Kristofferson does Dylan Tribute

Darryl Sterdan
Toronto Sun

Kris Kristofferson has been there, done that, bought the T-shirt — and likely written a song about it.

In his 75 years, the ruggedly handsome Texan has seen more living than many could imagine. He’s been a Golden Gloves boxer. A Rhodes Scholar. A U.S. Army captain. A chopper pilot. He’s acted in scores of movies.

Romanced women from Janis Joplin and Rita Coolidge to Barbra Streisand. Fathered eight children. And penned a folio of timeless tunes — including Me and Bobby McGee, Sunday Mornin’ Coming Down, For

the Good Times and Help Me Make it Through the Night — that have been cut by everyone from Johnny Cash to Norah Jones.

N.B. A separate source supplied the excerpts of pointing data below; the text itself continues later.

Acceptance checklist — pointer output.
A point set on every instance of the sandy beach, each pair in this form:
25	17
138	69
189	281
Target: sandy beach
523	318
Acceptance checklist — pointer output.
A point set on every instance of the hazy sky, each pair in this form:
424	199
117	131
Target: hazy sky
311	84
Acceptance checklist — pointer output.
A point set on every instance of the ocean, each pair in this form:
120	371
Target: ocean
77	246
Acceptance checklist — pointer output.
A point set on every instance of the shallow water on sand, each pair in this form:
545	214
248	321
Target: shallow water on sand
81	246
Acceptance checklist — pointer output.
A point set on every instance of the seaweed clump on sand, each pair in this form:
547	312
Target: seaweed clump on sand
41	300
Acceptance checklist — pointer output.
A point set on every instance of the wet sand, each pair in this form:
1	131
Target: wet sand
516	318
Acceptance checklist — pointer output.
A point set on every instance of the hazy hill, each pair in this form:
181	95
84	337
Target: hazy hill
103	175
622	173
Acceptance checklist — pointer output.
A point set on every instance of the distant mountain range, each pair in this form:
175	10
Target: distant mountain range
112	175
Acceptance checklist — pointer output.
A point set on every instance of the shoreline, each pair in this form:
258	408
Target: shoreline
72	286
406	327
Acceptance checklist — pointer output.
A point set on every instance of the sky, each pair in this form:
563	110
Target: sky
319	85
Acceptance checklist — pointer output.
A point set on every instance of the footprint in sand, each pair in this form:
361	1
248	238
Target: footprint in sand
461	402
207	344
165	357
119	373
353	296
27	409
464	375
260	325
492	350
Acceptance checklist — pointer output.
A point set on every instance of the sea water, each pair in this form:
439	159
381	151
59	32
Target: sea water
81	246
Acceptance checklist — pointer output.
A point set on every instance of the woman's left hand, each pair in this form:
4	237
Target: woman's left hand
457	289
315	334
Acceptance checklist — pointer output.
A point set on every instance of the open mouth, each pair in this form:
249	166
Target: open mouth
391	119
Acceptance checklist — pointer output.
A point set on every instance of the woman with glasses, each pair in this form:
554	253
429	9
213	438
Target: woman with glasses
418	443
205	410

But amazing as it sounds, he claims that until recently, there was one thing he still hadn’t done: Record a Bob Dylan song in the studio.

“I never thought I’d be doing him much good by singing one of his songs,” cracks Kristofferson, his familiar crushed-gravel drawl erupting in a gruff, rumbling guffaw. “I don’t usually do other people’s songs. I haven’t got a great voice.”

Debatable as that last point may be, it didn’t deter him from laying down a gorgeously unvarnished acoustic-guitar rendition of Quinn the Eskimo (Mighty Quinn) a few months back for the new all-star Dylan tribute Chimes of Freedom. Kristofferson — whose only previous Dylan cover seems to be a live version of I'll Be Your Baby Tonight from a 1993 Madison Square Garden tribute — is just one of a long list of VIPs on the four-disc set, which is being released Tuesday in honour of the 50th anniversary of Amnesty International.